Coalescing neutron stars as gamma-ray bursters?

Abstract

We investigate numerically the dynamics and evolution of coalescing neutron stars. The three-dimensional Newtonian equations of hydrodynamics are integrated by the “Piecewise Parabolic Method” on an equidistant Cartesian grid. The code is purely Newtonian, but does include the emission of gravitational waves and their back-reaction. The properties of neutron star matter are described by the equation of state of Lattimer and Swesty. Energy loss by all types of neutrinos and changes of the electron fraction due to the emission of electron neutrinos and antineutrinos are taken into account by an elaborate “neutrino leakage scheme.” We simulate the coalescence of two identical, cool neutron stars with a baryonic mass of ≈1.6 m⊙ and a radius of ≈15 km and with an initial center-to-center distance of 42 km. The initial distributions of density and electron concentration are given from a model of a cold neutron star in hydrostatic equilibrium.
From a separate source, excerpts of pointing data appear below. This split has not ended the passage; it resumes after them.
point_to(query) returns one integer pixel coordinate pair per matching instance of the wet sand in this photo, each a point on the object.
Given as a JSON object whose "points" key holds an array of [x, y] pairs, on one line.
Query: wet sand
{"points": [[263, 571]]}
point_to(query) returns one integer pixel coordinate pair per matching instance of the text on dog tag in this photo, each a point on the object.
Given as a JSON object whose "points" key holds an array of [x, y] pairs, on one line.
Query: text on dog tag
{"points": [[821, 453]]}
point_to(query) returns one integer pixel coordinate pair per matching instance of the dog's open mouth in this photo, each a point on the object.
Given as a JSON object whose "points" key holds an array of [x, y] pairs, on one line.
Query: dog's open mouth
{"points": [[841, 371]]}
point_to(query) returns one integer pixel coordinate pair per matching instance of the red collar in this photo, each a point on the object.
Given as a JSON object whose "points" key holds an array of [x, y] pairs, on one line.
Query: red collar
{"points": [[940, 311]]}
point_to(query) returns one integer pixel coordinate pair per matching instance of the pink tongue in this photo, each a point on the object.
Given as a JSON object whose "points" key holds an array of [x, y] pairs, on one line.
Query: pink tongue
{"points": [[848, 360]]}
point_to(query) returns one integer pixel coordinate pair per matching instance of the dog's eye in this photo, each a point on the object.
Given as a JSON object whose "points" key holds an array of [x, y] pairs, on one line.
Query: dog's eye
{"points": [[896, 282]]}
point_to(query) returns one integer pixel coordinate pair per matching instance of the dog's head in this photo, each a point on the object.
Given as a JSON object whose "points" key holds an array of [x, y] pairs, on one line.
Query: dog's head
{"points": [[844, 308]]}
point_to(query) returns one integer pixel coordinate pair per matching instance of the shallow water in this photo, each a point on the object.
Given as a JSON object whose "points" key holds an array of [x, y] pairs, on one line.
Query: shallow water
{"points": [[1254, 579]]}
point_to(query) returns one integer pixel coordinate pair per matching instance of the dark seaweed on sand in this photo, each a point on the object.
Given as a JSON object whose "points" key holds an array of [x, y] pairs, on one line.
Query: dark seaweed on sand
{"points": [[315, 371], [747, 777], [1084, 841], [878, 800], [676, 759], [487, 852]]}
We investigate three cases which differ by the initial velocity distribution in the neutron stars. The orbit decays due to gravitational-wave emission, and after one revolution the stars are so close that dynamical instability sets in. Within 1 ms the neutron stars merge into a rapidly spinning (P≈1 ms), high-density body (ρ≈1014 g/cm3) with a surrounding thick disk of material with densities ρ≈1010−1012 g/cm3 and orbital velocities of 0.3–0.5 c. In a post-processing step, the rate of neutrino-antineutrino annihilation is calculated from the neutrino luminosities generated during the hydrodynamical simulations. We find the integral annihilation rate to be a few 1050 erg/s during the phase of strongest neutrino emission, which is too small to generate the observed bursts considering the fact that the merged object of about 3 M⊙ will most likely collapse to a black hole within milliseconds.